Accordingly, at the hearing in this matter, the Board ruled orally as follows:
For reasons to be delivered later, and having considered the submissions of the parties, we are unanimously of the view that there is one appropriate bargaining unit for the purpose of this application, defined as follows:
All employees of the respondent save and except foremen, those above the rank of foreman and office staff.
We hereby affirm that ruling, for the reasons set out in this decision.
December 12, 1983, the terminal date fixed for this application, is the date which the Board has determined under section 103(2)(j) to be the time for ascertaining membership under section 7(1) for the purpose of this application. Based on all of the evidence before it, the Board is satisfied that, as of that date, more than fifty-five per cent of the employees in the appropriate bargaining unit were members of the applicant trade union. As this is a displacement certification application, the Board exercised its discretion under section 7(2) of the Act and ruled orally at the hearing that a representation vote be taken and appointed N. Harper, Labour Relations Officer, to confer with the parties with respect to arrangements for the vote. The Board hereby confirms those rulings.
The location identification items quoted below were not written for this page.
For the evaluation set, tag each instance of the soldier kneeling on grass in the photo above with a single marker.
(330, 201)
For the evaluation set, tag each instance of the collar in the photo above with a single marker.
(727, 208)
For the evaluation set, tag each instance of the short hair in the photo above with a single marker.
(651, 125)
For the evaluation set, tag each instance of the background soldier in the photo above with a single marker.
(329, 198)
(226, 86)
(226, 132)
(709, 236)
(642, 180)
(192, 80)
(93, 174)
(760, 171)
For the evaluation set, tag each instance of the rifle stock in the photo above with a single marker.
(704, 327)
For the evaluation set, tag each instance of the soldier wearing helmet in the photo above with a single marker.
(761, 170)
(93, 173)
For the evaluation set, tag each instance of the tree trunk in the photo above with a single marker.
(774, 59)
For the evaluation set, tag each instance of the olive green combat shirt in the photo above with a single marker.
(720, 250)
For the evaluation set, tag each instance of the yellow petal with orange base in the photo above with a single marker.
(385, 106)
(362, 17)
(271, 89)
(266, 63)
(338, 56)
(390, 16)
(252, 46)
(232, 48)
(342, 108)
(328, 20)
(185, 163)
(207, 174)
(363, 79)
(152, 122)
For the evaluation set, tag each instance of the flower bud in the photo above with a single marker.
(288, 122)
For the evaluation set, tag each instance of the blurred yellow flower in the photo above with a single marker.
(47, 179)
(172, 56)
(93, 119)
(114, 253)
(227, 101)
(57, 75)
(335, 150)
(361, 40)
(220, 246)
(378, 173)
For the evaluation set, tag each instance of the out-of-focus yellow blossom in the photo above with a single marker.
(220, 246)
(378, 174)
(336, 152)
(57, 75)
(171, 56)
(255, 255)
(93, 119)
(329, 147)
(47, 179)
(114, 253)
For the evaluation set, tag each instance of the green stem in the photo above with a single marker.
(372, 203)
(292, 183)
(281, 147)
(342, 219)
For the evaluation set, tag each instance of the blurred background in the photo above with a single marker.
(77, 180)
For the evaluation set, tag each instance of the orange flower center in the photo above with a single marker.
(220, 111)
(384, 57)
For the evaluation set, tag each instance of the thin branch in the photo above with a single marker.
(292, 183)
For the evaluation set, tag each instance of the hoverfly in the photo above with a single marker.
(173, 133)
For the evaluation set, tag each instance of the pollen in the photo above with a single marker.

A representation vote will be taken of the employees of the respondent in the bargaining unit. All employees of the respondent in the bargaining unit whose names appear on the voters' list at December 22, 1983 as agreed to between the parties, who do not voluntarily terminate their employment or who are not discharged for cause between December 22, 1983 and the date the vote is taken, will be eligible to vote.
Voters will be asked to indicate whether they wish to be represented by the applicant or intervener in their employment relations with the respondent.
The matter is referred to the Registrar.